Wherein, time-frequency spectrum algorithm is the image changed over time to frequency content each in audio, and time-frequency spectrum is in certain occasions Referred to as vocal print or sound spectrum.The direction x of time-frequency spectrum picture or the direction y indicate the time, another direction indicates frequency, time-frequency Each column or row of spectrum can be obtained by the Fourier transformation of audio near the moment, this to take the method near the moment To be realized by window function.One section near each moment of the audio column or row that can provide time-frequency spectrum, in difference At the time of repeat this process and arrive time-frequency spectrum two dimensional image to obtain the final product；

Step B, it is aided with corresponding pronunciation training classifier, classifier can provide the sound after any conversion using time-frequency spectrum algorithm Sound two dimensional image generated corresponds to four probability scores of correspondence of the Chinese four tones of standard Chinese pronunciation；

Wherein, classifier is in the component being built in inside ci and qu adaptation in advance can there are many implementations, using support vector machines The supervised learning method of algorithm or neural network algorithm；

Step D, song two dimensional image itself is inputted classifier by evaluator, and classifier provides most suitable tone in sequence and arrives Most unsuitable tone, and return to evaluator；

Step E, the lyrics import evaluator by input tone, and evaluator provides matching score according to the information that the lyrics provide.

2. a kind of lyric and song matching degree analysis method according to claim 1, it is characterised in that: in the step C, The song frequency generated by time-frequency spectrum algorithm uses Gaussian spread about the function of time change.
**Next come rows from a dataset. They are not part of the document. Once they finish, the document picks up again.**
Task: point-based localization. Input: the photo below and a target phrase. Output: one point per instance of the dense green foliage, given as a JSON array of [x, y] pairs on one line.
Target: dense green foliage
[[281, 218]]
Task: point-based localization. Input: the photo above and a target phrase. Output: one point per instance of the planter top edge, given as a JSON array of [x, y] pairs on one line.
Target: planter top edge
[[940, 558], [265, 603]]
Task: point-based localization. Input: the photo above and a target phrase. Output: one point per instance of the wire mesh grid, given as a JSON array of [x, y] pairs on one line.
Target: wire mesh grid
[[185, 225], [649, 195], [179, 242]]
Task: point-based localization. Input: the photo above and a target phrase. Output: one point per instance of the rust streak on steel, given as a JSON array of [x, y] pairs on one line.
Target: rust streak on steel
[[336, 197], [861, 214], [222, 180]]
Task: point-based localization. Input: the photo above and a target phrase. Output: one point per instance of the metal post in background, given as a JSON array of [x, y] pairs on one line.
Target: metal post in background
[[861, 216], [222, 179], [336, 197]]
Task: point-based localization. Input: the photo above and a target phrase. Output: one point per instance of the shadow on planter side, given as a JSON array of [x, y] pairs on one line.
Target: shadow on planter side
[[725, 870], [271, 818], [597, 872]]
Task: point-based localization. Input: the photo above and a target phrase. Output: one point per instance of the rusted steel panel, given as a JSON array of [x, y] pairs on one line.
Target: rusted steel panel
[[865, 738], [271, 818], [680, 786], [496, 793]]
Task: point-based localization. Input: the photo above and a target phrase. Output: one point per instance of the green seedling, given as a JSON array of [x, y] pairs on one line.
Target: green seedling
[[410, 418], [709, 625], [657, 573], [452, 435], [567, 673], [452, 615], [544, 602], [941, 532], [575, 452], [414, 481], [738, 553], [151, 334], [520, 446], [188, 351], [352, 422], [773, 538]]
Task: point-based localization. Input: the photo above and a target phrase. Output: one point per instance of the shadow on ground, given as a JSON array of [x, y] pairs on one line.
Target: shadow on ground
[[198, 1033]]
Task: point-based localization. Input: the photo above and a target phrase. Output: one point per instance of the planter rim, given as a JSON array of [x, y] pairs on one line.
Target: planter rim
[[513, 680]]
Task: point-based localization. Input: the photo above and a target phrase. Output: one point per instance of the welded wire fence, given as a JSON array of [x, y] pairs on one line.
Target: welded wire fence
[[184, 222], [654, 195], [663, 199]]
3. a kind of lyric and song matching degree analysis method according to claim 1, it is characterised in that: in the step B, Pronunciation training classifier acquires the data of four class sounding of standard Chinese, and every class sounding at least 1,000, as training set data, If for being nine sound if Guangdong language classifier, and so on other language.

4. a kind of lyric and song matching degree analysis method according to claim 1, it is characterised in that: in the step E, Which probability score is evaluator take according to the Chinese character pronunciation determination in the lyrics, and repeats this evaluation method to entire ci and qu.

5. a kind of lyric and song matching degree analysis method according to claim 1, it is characterised in that: the step E is defeated The lyrics entered can be a word, a word or the whole section of lyrics.